A sample DataPortability scenario involves using the YADIS communications protocol to discover an identity for a particular person, that then returns a YADIS/XRDS document indicating which identities that person prefers to use (e.g., referencing a OpenID account and associated FOAF profile), and what services those identities are held on. Then, the WRFS abstraction model can be used to find out what containers the returned identities hold on those services. SIOC is an ideal representation method for describing the content of those containers and the items, and the structure / connections therein.
For example, in this picture (the vocabulary terms are shown in dark grey: foaf:knows, sioc:User, etc.) Bob holds user accounts on various social websites (two shown for clarity, but there may be many more), and via those accounts he creates content items (usually within containers of some sort, e.g., in a bookmark folder, personal weblog, message board or image gallery) on those sites. He should be able to port not only his social graph (in this case, his connections to Alice and Carol), but also his personal containers / sets of content items and perhaps even associated comment replies.
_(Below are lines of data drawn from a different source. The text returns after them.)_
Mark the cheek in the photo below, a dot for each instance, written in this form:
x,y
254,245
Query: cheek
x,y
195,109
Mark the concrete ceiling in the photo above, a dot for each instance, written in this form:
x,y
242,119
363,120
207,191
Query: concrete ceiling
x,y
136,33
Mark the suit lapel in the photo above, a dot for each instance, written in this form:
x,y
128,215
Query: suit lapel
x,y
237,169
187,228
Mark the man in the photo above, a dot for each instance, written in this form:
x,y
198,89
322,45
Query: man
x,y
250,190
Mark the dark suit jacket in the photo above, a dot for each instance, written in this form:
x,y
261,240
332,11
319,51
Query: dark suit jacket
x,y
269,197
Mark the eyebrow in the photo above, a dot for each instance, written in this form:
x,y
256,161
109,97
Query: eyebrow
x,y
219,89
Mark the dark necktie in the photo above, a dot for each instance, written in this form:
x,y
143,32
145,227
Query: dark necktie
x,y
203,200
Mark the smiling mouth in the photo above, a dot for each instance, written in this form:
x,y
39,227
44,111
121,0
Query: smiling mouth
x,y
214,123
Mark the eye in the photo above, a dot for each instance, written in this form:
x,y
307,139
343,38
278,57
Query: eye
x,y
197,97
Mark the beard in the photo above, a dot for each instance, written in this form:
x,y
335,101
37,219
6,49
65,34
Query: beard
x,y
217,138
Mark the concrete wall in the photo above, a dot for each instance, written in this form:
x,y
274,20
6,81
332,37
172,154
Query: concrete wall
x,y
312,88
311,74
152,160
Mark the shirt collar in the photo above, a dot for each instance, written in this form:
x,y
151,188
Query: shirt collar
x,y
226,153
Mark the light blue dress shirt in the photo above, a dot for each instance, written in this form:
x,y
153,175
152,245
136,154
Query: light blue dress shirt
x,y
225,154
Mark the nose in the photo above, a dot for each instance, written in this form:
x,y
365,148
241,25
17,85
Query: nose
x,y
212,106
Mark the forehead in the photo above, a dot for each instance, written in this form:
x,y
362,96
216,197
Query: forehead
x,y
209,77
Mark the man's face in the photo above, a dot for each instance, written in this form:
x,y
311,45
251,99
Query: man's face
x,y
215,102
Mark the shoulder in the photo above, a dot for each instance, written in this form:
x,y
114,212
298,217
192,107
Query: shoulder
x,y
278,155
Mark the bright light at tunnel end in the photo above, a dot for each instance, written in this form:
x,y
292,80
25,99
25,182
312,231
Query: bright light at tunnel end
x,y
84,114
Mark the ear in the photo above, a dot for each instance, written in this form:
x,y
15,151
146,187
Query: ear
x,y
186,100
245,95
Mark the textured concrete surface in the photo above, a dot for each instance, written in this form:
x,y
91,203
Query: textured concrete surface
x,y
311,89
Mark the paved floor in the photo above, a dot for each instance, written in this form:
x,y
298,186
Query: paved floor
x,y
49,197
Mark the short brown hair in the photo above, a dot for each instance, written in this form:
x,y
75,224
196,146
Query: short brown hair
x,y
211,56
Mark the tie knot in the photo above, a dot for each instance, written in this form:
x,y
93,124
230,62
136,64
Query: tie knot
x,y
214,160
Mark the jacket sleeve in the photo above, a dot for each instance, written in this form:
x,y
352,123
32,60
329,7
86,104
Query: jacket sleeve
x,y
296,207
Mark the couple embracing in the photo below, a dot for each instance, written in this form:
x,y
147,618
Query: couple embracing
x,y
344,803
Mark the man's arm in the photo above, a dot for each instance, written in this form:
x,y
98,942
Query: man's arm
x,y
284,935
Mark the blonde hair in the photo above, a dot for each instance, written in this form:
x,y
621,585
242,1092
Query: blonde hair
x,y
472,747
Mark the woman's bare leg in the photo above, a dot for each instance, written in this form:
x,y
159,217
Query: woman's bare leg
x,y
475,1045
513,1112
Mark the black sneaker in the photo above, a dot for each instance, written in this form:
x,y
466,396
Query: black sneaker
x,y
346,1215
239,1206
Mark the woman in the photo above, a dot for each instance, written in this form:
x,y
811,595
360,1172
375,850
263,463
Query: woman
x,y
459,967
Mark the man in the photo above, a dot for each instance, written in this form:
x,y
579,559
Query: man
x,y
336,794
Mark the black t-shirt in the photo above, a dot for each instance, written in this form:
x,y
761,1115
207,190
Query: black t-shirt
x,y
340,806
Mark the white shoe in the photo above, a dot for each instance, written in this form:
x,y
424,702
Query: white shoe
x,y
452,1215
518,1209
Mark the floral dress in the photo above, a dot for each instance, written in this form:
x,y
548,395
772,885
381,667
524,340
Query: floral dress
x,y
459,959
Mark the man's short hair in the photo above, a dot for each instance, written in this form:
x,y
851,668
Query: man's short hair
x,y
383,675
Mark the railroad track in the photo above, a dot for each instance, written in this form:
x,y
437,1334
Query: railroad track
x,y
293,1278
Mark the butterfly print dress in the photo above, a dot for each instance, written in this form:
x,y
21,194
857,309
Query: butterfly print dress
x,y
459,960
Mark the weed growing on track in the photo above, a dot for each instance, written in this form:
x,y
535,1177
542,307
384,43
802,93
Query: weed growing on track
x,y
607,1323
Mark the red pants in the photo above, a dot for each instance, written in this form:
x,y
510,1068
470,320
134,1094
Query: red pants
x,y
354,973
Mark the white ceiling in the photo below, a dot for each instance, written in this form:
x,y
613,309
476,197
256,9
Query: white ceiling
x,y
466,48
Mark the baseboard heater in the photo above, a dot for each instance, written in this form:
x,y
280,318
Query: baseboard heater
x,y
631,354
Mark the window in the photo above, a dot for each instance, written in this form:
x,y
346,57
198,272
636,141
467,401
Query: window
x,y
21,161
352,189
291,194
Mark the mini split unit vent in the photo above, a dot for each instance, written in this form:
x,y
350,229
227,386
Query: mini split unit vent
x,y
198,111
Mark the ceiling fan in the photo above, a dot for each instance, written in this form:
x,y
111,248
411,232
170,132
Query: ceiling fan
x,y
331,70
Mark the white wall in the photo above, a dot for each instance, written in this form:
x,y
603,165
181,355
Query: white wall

But SIOC isn’t just for personal containers of data. Another issue for efforts such as the DataPortability.org workgroup is whether methods can be used to port not just personal sets of data but communities of data. SIOC was initially intended to provide a way to describe the content from online communities, like mailing lists, message boards, etc. It was soon used for people’s blogs (since the post plus reply structure is very similar to community discussions; it’s just that the first poster is usually one person in blogs), and more recently for other personal sets of Web 2.0-type content items. But if someone runs a community site, and they decide that they want to port their group from one place to another, SIOC can be used to fully describe the structure (and content if combined with other vocabluaries) of most communities.
How this is all going to interoperate?
I would say that the less new APIs/new ontologies that are written or described, the better. A lot of work has been put into various related APIs and ontologies that can enable data portability, and the focus should be on showing how certain typical scenarios or use cases can be solved using a combination of pieces that we have already. For example, on this page, Josh Patterson shows how a combination of YADIS, XRDS, WRFS, SIOC and FOAF can be used to discover and collect one’s data from a variety of sources.